Americans are overwhelmingly in support of Joe Biden’s planned tax hike on corporations and the wealthy to pay for new infrastructure projects, despite Republican opposition in Congress, new polls have shown.
The US president earlier this week announced a “once-in-a-generation” $3trillion infrastructure proposal that would be funded by tax increases on companies and those earning over $400,000 (£290,000).
Mr Biden’s plan is a test of his belief that he can generate popular backing across the country even as conservatives seek to block him on Capitol Hill.
A Morning Consult/Politico poll on Thursday found that by a two-to-one margin voters prefer an infrastructure bill that includes Mr Biden’s proposed tax increases than those that do not, confounding expectation.
Only 27 per cent support infrastructure without tax hikes, which broadly represents the GOP’s stance.
It also found that voters support this expanded notion of infrastructure, with measures like increasing housing options for low-income families garnering the support of 70 per cent of registered voters, including 87 per cent of Democrats and 53 per cent of Republicans.
The idea of repairing and building roads, bridges, railways, ports and airports is appealing to the general public, especially since much of America’s infrastructure dates back to the 1950s and is generally considered to be dilapidated.
In announcing his Build Back Better plan from the former steel town of Pittsburgh, Mr Biden said it was time for big American corporations such as Amazon to start paying their fair share.
In 2017, then-President Donald Trump signed a new bill law that slashed the corporate tax rate from 35 per cent to 21 per cent. A report out this week found from the Institute on Taxation and Economic Policy found that 55 large US companies, including major brands such as Nike, paid no federal taxes last year.
Jennifer Rubin, an opinion writer at The Washington Post, claimed that the Republican framing of policy did not match reality. “There is not a hue and cry over a mammoth infrastructure bill. To the contrary, it is super popular. And Republicans might want to stop harping on the tax increases: Those make the bill even more popular,” she wrote in her column “Biden might just understand public opinion better than his critics”.

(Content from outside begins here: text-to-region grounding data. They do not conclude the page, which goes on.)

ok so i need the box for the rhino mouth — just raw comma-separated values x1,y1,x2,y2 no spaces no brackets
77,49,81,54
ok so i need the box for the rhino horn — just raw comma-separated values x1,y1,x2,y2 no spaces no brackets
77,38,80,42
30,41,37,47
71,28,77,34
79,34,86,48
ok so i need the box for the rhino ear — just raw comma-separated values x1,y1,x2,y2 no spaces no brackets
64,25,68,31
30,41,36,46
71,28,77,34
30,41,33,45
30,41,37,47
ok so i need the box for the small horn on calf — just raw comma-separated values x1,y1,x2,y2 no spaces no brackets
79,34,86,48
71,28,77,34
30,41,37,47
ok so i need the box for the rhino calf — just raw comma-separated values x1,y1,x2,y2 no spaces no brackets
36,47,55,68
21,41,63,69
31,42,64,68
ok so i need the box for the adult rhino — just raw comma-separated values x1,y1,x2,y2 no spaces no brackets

Mitch McConnell, Senate Minority Leader, and other senior Republicans have branded the bill a liberal “wish list” of wasteful spending.
Meanwhile, progressives in the president’s own party are urging him to “think bigger”, proposing $10 trillion in spending.
The Biden administration will likely use what is known as “budget reconciliation” to pass the bill with 51 votes in the narrowly divided Senate, effectively bypassing Republican opposition.
Budget reconciliation is an arcane procedural tool in the Senate that allows the majority party to get over the 60-vote threshold of the Senate filibuster and pass certain kinds of bills on a simple majority.
The Democrats could, in theory, set up three separate reconciliation bills: one for taxes, one for spending, and one for the federal debt limit.
Mr Biden has been polling high on the economy, as he has on his tackling of the Covid-19 pandemic.
The president’s approval lands at 72 per cent for his handling of the coronavirus, higher than the 68 per cent of Americans who said the same earlier this month just before Congress passed his record $1.9 trillion relief package – his first major legislative achievement.
Republicans, who no longer control the House or the Senate after spectacular upsets at the election, attempted in vain to block the stimulus bill.
Mr Biden, at the same time, is facing some early tests in his first two months in office, finding himself underwater for his handling of gun violence after three mass shootings in a fortnight and the surge of migrants crossing the US-Mexico border, which has brought at least 18,000 unaccompanied children into US custody.